Market insight and a highlight of Cabana’s year-to-date performance:
Cabana’s seven portfolios range from “Conservative” to “Aggressive” and include an income strategy and an “Accumulator” portfolio. Performance is as of market close on May 25, 2018 and is presented net of maximum advisory fees and commissions. The market was closed for Memorial Day on Monday, May 28.
Cabana Portfolios were mixed, but essentially flat during the holiday-shortened week. Our low-beta Conservative and Alpha Income Portfolios outperformed as a result of the drop in interest rates. They were both up slightly, while other portfolios were slightly down.
Markets have continued the multi-week march to nowhere. All major indexes have remained above technical support and the 50-day moving average. A stellar earnings season is now behind us and we seem to be trading on news. Each day brings a new crisis (or solution to the previous day’s crisis). Whether it is the trade war with China, denuclearization talks with North Korea or political crisis in Italy. U.S. interest rates fell back below 3%. I consider this the only fundamental factor worth mentioning, and as I pointed out last week, this pullback is overdue and could eventually provide some lift to the otherwise range-bound stock market.

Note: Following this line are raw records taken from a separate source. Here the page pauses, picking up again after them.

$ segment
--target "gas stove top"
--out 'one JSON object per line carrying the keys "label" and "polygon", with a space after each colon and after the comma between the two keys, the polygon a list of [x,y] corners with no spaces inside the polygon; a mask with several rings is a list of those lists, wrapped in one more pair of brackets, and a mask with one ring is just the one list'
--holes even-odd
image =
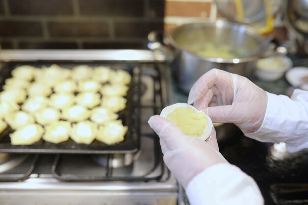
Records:
{"label": "gas stove top", "polygon": [[0,204],[183,203],[181,189],[163,163],[159,139],[147,122],[171,100],[170,74],[163,55],[145,50],[11,50],[2,51],[0,60],[2,67],[12,62],[116,62],[137,68],[141,81],[141,141],[137,152],[2,153]]}

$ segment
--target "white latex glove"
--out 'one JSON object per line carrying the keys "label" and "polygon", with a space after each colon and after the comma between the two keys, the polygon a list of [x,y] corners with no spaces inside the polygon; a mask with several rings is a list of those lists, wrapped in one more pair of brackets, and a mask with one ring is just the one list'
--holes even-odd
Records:
{"label": "white latex glove", "polygon": [[214,129],[206,142],[185,135],[174,123],[158,115],[151,117],[148,122],[160,137],[165,163],[184,188],[208,167],[228,163],[217,151]]}
{"label": "white latex glove", "polygon": [[203,110],[213,122],[233,123],[246,134],[261,127],[267,95],[246,78],[213,69],[194,84],[188,102]]}

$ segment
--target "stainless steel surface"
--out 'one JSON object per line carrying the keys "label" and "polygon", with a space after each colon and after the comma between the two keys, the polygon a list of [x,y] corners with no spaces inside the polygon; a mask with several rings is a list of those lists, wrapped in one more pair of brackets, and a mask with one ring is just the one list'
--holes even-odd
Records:
{"label": "stainless steel surface", "polygon": [[[167,39],[176,51],[172,70],[176,84],[186,93],[200,76],[214,68],[250,78],[253,74],[256,60],[266,49],[245,56],[265,39],[249,27],[221,20],[180,26],[173,29]],[[216,47],[227,46],[236,58],[201,56],[194,52],[194,47],[206,44]]]}
{"label": "stainless steel surface", "polygon": [[[162,59],[157,60],[156,54],[149,51],[97,51],[94,53],[99,54],[93,58],[93,51],[80,51],[73,52],[76,55],[69,55],[67,51],[6,51],[2,50],[0,53],[1,61],[33,61],[40,60],[35,54],[44,60],[98,60],[116,61],[120,57],[126,54],[132,57],[130,62],[143,63],[163,62]],[[78,55],[77,55],[78,54]],[[112,54],[112,55],[111,55]],[[61,59],[57,59],[55,56]],[[114,56],[115,55],[116,56]],[[109,58],[110,56],[112,57]],[[65,57],[64,57],[65,56]],[[133,56],[135,58],[132,58]],[[159,54],[158,55],[159,56]],[[125,59],[126,58],[126,59]],[[116,60],[115,59],[117,59]],[[122,59],[128,59],[125,56]],[[126,60],[123,60],[126,61]],[[151,69],[147,70],[147,64],[145,65],[145,73],[151,73]],[[155,100],[167,105],[171,93],[169,72],[166,67],[162,66],[162,75],[159,77],[159,85],[153,85],[153,79],[148,75],[142,76],[142,81],[146,88],[144,94],[141,97],[141,103],[143,105],[141,116],[142,133],[153,133],[149,127],[147,121],[149,115],[153,115],[151,103],[154,97],[152,93],[154,88],[161,87],[162,93],[161,99]],[[157,104],[158,106],[161,106]],[[157,107],[157,109],[159,109]],[[152,110],[151,110],[152,109]],[[152,134],[153,135],[153,134]],[[151,135],[152,136],[152,135]],[[153,135],[153,136],[155,136]],[[140,156],[134,156],[134,160],[138,161],[132,162],[132,167],[127,166],[127,170],[132,175],[138,175],[142,173],[145,168],[148,168],[147,165],[154,160],[153,154],[151,151],[153,148],[153,144],[149,143],[150,138],[146,136],[142,137],[141,151]],[[158,140],[158,139],[157,139]],[[53,155],[51,155],[52,156]],[[30,175],[29,178],[23,181],[0,183],[0,204],[1,205],[170,205],[183,204],[182,192],[175,178],[169,172],[164,172],[161,178],[159,180],[149,181],[110,181],[97,182],[67,182],[56,179],[51,173],[50,167],[52,162],[47,160],[49,155],[44,155],[44,158],[36,166],[34,171]],[[130,157],[127,157],[130,159]],[[45,159],[46,160],[45,160]],[[125,160],[124,160],[125,161]],[[125,163],[125,162],[124,162]],[[117,166],[118,164],[115,165]],[[164,169],[167,170],[166,167],[163,165]],[[126,167],[121,167],[125,169]],[[85,167],[91,172],[91,167]],[[116,168],[117,169],[117,168]],[[153,172],[156,172],[154,170]],[[128,173],[128,172],[127,172]],[[125,173],[125,175],[127,173]],[[150,173],[151,175],[151,173]]]}

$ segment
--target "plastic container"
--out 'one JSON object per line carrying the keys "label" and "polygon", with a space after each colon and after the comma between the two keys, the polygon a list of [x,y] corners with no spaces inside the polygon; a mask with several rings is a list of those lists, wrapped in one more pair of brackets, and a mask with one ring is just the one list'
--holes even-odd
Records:
{"label": "plastic container", "polygon": [[279,79],[292,67],[291,59],[286,56],[274,56],[257,61],[255,74],[260,80],[273,81]]}

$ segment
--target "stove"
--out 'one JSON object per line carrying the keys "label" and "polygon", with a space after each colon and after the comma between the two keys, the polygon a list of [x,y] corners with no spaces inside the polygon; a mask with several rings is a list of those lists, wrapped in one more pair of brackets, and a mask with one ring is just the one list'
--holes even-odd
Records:
{"label": "stove", "polygon": [[140,149],[128,153],[0,154],[1,205],[177,205],[181,189],[147,121],[171,103],[164,56],[147,50],[2,50],[12,62],[129,65],[140,73]]}

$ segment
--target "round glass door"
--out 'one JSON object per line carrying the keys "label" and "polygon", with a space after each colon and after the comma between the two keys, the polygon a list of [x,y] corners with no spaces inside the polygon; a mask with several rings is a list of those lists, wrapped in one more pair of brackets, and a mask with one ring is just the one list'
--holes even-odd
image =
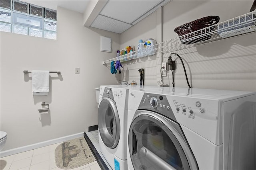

Since markets seem to be focused on the day-to-day gyrations of politics and media rhetoric, I thought it might be beneficial to revisit some very basic philosophies that we follow here at Cabana. First, we do not ever trade on news. The reason for this is that by the time the news comes out, it is too late. Markets of all types are incredibly efficient. They immediately assimilate the new information, weigh its potential value and price assets accordingly. We do not claim to be so smart or so fast. Second, most “news” is entirely irrelevant. The news that is of importance will ultimately impact what does matter – interest rates and earnings! We watch this information constantly and when things change for the better or worse, we respond. We may not catch tops or bottoms of price swings, but we don’t try to either. What we try to accomplish is to consistently identify (in a general sense) where we are in the economic cycle and invest in the assets that are relatively attractive at that point. Then we build in hedges of assets that move in the opposite direction of our chosen assets. When we have it right, our selected assets will perform well and our hedges will underperform. In bull markets our hedges act as a drag on performance. That is fine by us because those same hedges reduce drawdown (or loss) when things get rocky. We believe that the key to long-term success and generation of wealth, is to avoid big losses if at all possible. This is not a perfect system, but it is simple and prudent. I hope this helps advisors and clients sleep well at night, regardless of the day’s entertainment.
Year-to-date net-of-fees performance:
ALPHA INCOME: -1.09%
Performance is presented net of the maximum advisory fees and commissions (2%). Numbers indicated with (+) for positive return and (-) for negative return.